II. FAILURE TO STATE A CAUSE OF ACTION AGAINST THE COUNTY COMMISSIONERS

W.Va.Code § 7-1-5 provides in pertinent part:

It shall be the duty of the county commissioners of each county ... to inspect the jails, to arrange for the feeding and care of the prisoners therein ... [and] to provide for and have general supervision over the repair and maintenance of the county jails....

W.Va.Code § 7-3-2 provides in pertinent part:

The county commission of every county, at the expense of the county, shall provide at the county seat thereof a suitable . . . jail.... The county commission shall keep the ... jail in constant and adequate repair, and supplied with the necessary heat, light, furniture, record books, and janitor service... . All ... jails ... shall be built of stone and brick, or stone or brick or other equally fireproof materials....

W.Va.Code § 7-8-2 provides in pertinent part:

The sheriff of every county shall be the keeper of the jail thereof, but he may, with the assent of the county court, appoint a jailor of the said county and may take from him a bond with security conditioned for the faithful performance of his duties.... He shall keep the jail in a clean, sanitary and healthful condition.

*327 The jailor, who may be appointed by the sheriff under this section, is the agent of the sheriff.

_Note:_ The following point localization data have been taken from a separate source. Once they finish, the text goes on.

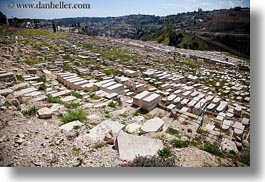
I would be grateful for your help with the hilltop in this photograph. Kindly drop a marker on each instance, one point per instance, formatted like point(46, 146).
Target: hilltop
point(221, 30)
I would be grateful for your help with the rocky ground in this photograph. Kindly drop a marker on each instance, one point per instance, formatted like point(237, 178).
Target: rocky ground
point(33, 132)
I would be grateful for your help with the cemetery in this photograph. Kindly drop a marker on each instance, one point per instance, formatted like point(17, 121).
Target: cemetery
point(67, 99)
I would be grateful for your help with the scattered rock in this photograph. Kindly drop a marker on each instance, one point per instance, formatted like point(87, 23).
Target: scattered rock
point(72, 125)
point(153, 125)
point(228, 145)
point(45, 113)
point(133, 128)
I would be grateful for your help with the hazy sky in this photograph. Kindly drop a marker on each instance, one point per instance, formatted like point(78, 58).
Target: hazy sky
point(103, 8)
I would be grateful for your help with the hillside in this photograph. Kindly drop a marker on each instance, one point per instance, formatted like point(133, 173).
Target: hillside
point(221, 30)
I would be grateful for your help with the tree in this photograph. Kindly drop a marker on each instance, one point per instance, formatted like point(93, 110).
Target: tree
point(53, 26)
point(3, 18)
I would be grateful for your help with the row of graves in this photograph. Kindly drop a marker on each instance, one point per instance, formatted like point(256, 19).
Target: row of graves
point(185, 96)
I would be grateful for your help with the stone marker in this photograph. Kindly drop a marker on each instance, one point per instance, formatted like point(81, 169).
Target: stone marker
point(153, 125)
point(70, 126)
point(45, 113)
point(228, 145)
point(133, 128)
point(99, 132)
point(130, 146)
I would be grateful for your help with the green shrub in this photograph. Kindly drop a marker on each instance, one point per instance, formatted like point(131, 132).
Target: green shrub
point(245, 158)
point(77, 95)
point(6, 104)
point(42, 79)
point(150, 161)
point(165, 152)
point(174, 132)
point(94, 96)
point(112, 104)
point(74, 115)
point(213, 149)
point(20, 78)
point(71, 105)
point(30, 112)
point(42, 87)
point(180, 144)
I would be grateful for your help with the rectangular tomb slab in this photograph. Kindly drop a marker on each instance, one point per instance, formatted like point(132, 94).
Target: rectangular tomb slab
point(24, 91)
point(6, 91)
point(130, 146)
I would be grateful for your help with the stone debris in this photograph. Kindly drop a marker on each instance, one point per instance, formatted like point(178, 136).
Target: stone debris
point(130, 146)
point(72, 125)
point(45, 113)
point(153, 125)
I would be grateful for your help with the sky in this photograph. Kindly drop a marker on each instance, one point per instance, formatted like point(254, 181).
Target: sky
point(105, 8)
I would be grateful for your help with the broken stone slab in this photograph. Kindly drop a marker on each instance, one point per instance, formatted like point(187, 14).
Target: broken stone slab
point(68, 98)
point(138, 119)
point(24, 91)
point(133, 128)
point(5, 92)
point(45, 113)
point(56, 107)
point(153, 125)
point(228, 145)
point(130, 146)
point(70, 126)
point(105, 129)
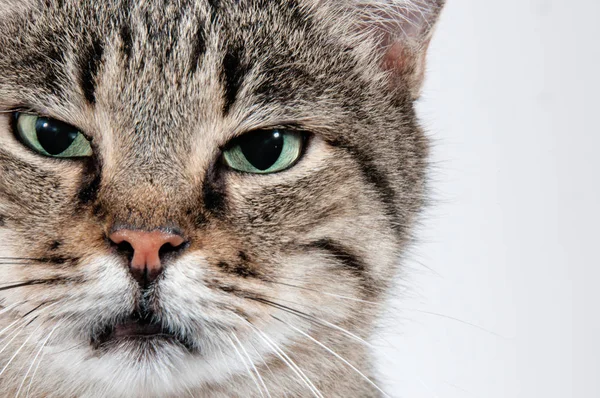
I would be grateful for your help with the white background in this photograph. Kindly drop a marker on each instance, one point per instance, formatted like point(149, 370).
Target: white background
point(504, 282)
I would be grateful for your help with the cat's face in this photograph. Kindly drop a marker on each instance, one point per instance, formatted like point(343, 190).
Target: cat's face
point(151, 262)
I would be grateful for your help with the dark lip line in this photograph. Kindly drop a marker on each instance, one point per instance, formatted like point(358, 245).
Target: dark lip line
point(107, 338)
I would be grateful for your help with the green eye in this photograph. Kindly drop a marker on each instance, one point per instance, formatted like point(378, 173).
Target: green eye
point(264, 151)
point(51, 137)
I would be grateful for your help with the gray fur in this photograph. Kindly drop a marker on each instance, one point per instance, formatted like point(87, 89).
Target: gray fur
point(161, 87)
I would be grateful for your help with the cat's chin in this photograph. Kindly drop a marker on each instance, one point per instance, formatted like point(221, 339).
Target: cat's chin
point(140, 336)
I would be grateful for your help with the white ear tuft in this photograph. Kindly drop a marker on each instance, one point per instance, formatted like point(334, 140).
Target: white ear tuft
point(402, 30)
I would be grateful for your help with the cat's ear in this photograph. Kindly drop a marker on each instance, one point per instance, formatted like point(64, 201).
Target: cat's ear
point(402, 30)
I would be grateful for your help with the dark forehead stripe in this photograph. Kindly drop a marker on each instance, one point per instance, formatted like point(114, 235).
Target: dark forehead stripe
point(233, 73)
point(198, 49)
point(341, 254)
point(89, 69)
point(126, 41)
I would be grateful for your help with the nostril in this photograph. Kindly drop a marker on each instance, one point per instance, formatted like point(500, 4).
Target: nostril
point(169, 249)
point(124, 248)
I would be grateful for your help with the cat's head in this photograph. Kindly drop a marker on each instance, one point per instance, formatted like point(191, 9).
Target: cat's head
point(187, 187)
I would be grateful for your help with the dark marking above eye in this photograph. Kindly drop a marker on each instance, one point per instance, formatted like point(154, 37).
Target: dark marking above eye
point(213, 191)
point(233, 74)
point(55, 245)
point(89, 70)
point(126, 41)
point(90, 183)
point(198, 50)
point(341, 254)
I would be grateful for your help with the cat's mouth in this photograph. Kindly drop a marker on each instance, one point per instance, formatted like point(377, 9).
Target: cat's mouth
point(139, 329)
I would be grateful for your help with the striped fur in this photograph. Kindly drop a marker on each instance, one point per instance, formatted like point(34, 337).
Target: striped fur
point(273, 260)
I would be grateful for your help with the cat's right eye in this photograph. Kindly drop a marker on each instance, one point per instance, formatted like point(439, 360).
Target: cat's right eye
point(51, 137)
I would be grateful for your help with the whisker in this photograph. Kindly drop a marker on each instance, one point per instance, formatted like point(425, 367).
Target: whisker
point(252, 363)
point(334, 354)
point(265, 364)
point(285, 358)
point(312, 318)
point(40, 361)
point(247, 367)
point(326, 293)
point(19, 350)
point(401, 308)
point(32, 283)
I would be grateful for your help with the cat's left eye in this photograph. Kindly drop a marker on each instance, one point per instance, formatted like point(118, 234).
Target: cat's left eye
point(265, 151)
point(51, 137)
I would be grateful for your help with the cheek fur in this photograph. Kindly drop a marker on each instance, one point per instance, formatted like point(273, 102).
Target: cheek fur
point(279, 277)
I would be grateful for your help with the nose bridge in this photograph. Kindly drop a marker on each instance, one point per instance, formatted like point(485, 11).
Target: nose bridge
point(144, 199)
point(146, 262)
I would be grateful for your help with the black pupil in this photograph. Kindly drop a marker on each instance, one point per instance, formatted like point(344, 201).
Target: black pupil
point(262, 148)
point(54, 136)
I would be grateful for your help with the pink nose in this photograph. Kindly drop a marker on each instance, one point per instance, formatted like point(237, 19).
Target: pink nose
point(145, 264)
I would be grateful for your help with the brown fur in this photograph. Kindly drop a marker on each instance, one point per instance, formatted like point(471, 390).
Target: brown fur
point(161, 87)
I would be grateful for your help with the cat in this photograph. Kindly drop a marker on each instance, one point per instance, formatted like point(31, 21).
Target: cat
point(204, 198)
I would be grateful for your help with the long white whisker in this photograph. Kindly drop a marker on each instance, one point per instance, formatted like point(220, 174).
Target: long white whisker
point(290, 363)
point(34, 360)
point(334, 354)
point(19, 350)
point(247, 367)
point(297, 371)
point(252, 364)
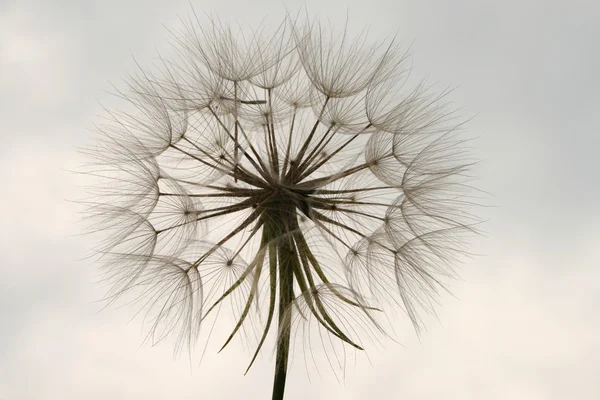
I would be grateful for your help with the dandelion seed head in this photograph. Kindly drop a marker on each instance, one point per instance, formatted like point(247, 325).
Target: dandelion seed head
point(290, 175)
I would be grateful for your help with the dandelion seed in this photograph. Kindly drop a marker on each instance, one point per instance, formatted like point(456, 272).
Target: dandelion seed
point(291, 176)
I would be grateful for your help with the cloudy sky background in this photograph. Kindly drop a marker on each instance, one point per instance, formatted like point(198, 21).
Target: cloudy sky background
point(524, 322)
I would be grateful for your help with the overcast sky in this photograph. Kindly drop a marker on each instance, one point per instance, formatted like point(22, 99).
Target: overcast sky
point(524, 320)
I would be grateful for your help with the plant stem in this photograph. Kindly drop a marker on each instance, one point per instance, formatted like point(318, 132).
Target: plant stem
point(288, 261)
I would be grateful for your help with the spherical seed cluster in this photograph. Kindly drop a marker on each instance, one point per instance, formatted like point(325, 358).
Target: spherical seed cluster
point(291, 175)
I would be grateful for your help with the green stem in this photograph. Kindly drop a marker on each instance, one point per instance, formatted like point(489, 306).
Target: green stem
point(288, 262)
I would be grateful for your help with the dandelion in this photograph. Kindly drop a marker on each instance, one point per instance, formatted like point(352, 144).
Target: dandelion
point(291, 175)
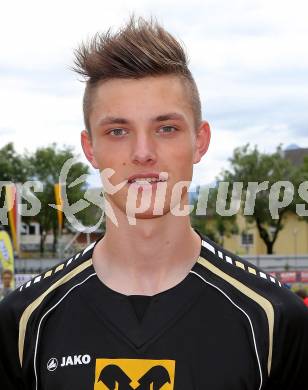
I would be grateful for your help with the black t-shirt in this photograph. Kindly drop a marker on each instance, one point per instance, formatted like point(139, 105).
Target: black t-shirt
point(226, 326)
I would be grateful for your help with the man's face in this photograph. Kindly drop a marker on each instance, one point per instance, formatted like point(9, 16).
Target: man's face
point(144, 127)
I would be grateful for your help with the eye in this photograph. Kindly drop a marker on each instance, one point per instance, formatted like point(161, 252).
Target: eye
point(167, 129)
point(117, 132)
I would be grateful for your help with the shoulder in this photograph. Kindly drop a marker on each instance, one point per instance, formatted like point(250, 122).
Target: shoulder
point(62, 276)
point(23, 309)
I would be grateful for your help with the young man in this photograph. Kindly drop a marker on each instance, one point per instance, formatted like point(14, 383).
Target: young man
point(152, 305)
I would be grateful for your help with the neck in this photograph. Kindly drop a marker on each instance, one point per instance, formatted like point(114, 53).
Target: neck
point(146, 258)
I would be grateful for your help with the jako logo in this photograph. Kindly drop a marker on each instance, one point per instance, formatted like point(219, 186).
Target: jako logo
point(75, 360)
point(52, 364)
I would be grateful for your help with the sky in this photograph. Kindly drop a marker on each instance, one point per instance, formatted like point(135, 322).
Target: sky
point(249, 59)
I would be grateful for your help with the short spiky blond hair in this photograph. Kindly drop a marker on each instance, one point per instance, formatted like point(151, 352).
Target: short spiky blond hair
point(139, 49)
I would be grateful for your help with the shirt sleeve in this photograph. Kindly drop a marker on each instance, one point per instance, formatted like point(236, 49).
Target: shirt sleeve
point(10, 370)
point(290, 348)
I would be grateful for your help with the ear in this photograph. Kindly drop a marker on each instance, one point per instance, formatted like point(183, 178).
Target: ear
point(86, 143)
point(203, 138)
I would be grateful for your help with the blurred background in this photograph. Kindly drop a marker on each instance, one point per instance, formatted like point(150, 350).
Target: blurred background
point(250, 62)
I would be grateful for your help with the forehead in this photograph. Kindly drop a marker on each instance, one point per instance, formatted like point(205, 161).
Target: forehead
point(142, 98)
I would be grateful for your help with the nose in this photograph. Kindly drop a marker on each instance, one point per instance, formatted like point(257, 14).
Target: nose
point(144, 149)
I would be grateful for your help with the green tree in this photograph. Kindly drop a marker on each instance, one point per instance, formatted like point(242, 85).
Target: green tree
point(250, 165)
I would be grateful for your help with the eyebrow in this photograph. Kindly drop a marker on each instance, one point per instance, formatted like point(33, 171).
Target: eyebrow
point(108, 120)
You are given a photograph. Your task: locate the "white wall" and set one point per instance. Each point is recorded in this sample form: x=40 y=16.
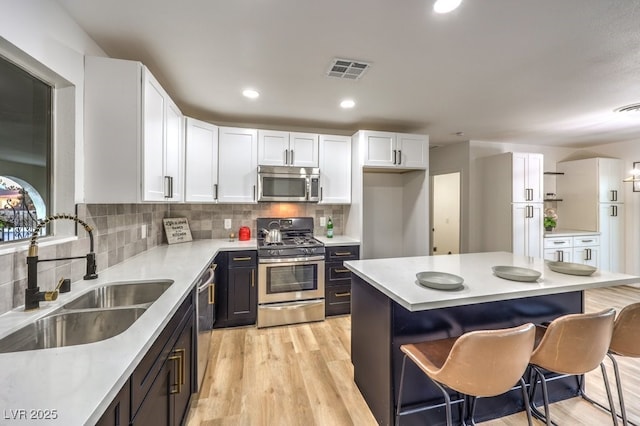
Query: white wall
x=40 y=35
x=478 y=149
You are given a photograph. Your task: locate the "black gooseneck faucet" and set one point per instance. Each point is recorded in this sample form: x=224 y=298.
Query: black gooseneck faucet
x=32 y=294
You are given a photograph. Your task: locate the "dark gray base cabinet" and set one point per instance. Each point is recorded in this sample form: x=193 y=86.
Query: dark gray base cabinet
x=159 y=390
x=236 y=288
x=337 y=279
x=119 y=411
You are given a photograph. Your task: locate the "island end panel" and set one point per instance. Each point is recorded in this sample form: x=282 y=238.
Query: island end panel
x=380 y=325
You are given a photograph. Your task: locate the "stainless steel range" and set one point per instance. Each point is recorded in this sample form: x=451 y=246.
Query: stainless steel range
x=290 y=272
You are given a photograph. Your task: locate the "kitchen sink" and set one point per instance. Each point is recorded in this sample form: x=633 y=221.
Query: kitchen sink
x=71 y=328
x=128 y=293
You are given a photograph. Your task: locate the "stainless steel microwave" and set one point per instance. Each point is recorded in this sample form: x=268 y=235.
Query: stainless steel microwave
x=281 y=183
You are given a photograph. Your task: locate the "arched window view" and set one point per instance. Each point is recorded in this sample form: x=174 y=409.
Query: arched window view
x=25 y=146
x=20 y=208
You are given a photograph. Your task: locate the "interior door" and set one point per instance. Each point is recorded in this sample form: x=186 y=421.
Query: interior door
x=446 y=214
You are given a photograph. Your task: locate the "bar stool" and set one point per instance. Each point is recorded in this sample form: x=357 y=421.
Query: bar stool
x=481 y=363
x=573 y=344
x=624 y=342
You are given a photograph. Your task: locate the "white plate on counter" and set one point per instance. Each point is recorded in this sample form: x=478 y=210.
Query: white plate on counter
x=440 y=280
x=515 y=273
x=571 y=268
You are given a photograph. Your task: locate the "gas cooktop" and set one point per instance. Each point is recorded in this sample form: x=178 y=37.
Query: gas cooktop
x=296 y=238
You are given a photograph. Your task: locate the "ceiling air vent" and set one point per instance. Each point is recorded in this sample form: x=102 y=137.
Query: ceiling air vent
x=629 y=108
x=347 y=68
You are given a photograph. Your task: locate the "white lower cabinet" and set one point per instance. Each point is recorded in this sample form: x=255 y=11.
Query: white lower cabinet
x=335 y=169
x=201 y=162
x=237 y=165
x=584 y=249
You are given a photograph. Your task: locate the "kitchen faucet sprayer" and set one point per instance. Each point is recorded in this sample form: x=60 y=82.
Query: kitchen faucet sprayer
x=33 y=295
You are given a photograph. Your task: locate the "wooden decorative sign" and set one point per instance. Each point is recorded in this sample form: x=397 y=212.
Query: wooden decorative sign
x=177 y=230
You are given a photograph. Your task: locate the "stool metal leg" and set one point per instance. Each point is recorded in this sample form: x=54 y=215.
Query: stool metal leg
x=447 y=401
x=616 y=372
x=404 y=362
x=611 y=409
x=525 y=398
x=545 y=397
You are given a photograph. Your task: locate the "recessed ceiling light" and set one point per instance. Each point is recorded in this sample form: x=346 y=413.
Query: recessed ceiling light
x=446 y=6
x=348 y=103
x=635 y=108
x=250 y=93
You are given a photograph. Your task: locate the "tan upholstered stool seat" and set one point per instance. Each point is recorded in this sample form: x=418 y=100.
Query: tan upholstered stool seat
x=573 y=344
x=477 y=364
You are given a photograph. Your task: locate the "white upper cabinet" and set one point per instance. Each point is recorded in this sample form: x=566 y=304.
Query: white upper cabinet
x=610 y=175
x=134 y=137
x=237 y=165
x=303 y=150
x=335 y=169
x=413 y=151
x=611 y=227
x=276 y=148
x=396 y=150
x=174 y=152
x=528 y=174
x=201 y=161
x=527 y=229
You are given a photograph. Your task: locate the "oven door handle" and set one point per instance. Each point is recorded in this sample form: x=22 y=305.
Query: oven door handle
x=290 y=305
x=292 y=260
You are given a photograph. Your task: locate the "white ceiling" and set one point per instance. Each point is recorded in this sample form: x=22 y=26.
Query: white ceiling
x=530 y=71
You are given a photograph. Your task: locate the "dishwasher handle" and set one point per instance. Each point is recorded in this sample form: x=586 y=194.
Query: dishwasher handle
x=207 y=278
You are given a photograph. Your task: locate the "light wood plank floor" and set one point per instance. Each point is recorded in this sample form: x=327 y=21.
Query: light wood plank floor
x=302 y=375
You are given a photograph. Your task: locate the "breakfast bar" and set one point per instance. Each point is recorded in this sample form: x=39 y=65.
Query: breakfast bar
x=389 y=307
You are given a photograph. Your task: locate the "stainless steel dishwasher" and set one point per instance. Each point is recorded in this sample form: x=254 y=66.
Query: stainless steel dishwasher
x=206 y=317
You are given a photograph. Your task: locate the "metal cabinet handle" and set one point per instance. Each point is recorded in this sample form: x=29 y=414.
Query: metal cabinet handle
x=167 y=185
x=212 y=294
x=179 y=358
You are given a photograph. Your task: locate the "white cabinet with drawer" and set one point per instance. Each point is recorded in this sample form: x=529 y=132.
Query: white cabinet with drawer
x=583 y=249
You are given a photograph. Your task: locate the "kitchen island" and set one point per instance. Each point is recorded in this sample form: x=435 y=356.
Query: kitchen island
x=389 y=308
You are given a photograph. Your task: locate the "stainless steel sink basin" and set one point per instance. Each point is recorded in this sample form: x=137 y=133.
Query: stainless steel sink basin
x=71 y=328
x=121 y=294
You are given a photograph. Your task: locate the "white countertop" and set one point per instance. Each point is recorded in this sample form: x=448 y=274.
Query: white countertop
x=79 y=382
x=338 y=240
x=569 y=233
x=396 y=278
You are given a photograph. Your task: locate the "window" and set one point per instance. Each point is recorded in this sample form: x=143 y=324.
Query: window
x=25 y=151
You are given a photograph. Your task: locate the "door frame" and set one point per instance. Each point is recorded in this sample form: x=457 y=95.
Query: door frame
x=432 y=204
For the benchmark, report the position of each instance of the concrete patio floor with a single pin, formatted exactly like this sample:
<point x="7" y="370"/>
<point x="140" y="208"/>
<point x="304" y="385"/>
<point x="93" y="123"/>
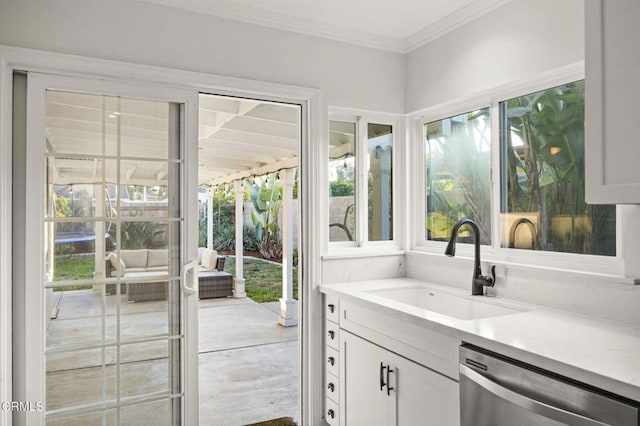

Stephenson v. Salisbury, 53 W.Va. 366, 44 S.E. 217 (1903). The county commission has absolutely no control over the jailor who may be appointed by the sheriff under this section. See 44 Op.Att’y. Gen. 194 (1951).

In essence, therefore, the county commission is responsible for providing a secured, fireproof jail. The sheriff and his jailor, however, are charged with the safe day-today operation of that jail.

In the case at bar, Plaintiff has made no allegation which could lead this Court to conclude that the county commission has failed to maintain a jail which comports with the standards of either the Fourteenth Amendment or some other law of the United States. 2 Rather, Plaintiff merely complains of a discrete event in the day-to-day operation of the jail, the control of which is beyond the commissioners’ legal authority. It is readily apparent, therefore, that Plaintiff’s allegations do not state a cause of action under Section 1983 against the county commissioners.

Accordingly, this Court hereby ORDERS that Defendants, Brammer, McSweeney, and Baker, are DISMISSED from this action.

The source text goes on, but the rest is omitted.